Nation, I know you’re stuffed. But you didn’t think all I was going to say about Thanksgiving was drunken cranberry sauce, did you? Oh no. Besides, in Canada, we eat this stuff right through Christmas.
Yet another winner from the good (ahem, OCD) folks at Cook’s Illustrated, this is pumpkin pie as if it’s gone through all the rounds of America’s Next Top Model. Only it’s pie—and so much better for the soul.
I never really thought there was much to mess with when it came to pumpkin pie. Take a recipe off the back of the can and you’ve got yourself a winner.

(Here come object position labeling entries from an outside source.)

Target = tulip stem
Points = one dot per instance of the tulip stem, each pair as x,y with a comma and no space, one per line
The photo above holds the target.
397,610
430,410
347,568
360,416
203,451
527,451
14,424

But in the words of one of my editors, there’s always room to make good better.
Soft and smooth as pudding, there’s ne’er a curdled spot of pumpkin in this baby. With the perfect shade of pumpkin-orange throughout, this pie doesn’t look like it’s spent too much time in a tanning booth either.
As I read through Cooks Illustrated’s version of the classic, I decided to heed most of their advice. Following those those test kitchen folks’ advice is like becoming a teenager and learning that some rules are made to push. Take, for example, the following:
Silly Rule #1) Straining the filling through a fine mesh strainer. Yeah, right. (My friend Aaron, my favorite Cook’s Illustrated mocker, joked that he was surprised they didn’t want you to strain them through a series of mesh strainers, graduating in fineness. Borrowing a tip from his wife, I put my hand-held blender to work where the old strainer once ruled.)
Silly Rule #2) Using 3 eggs PLUS 2 more egg yolks? Um, since when did I not need my arteries?
Other than that I followed the recipe verbatim, except for this one not-so-secret ingredient I would now like to share with you. The story goes a little something like this:
Last year I was making my first ever pumpkin pie for our first American Thanksgiving when I discovered I didn’t have any evaporated milk. Gosh! Darn it! Whatever would I do? Neither of us felt like leaving the house, and as I pawed through my fridge for a reasonable facsimilie, there it was, smiling back at me: a carton of premium, thick-as-molasses eggnog.
With my deepest apologies to evaporated milk. As much as I loved you, something taller, darker, and more handsome came a knockin’ at my oven door. And let me tell you, things have never been so hot as this here pie.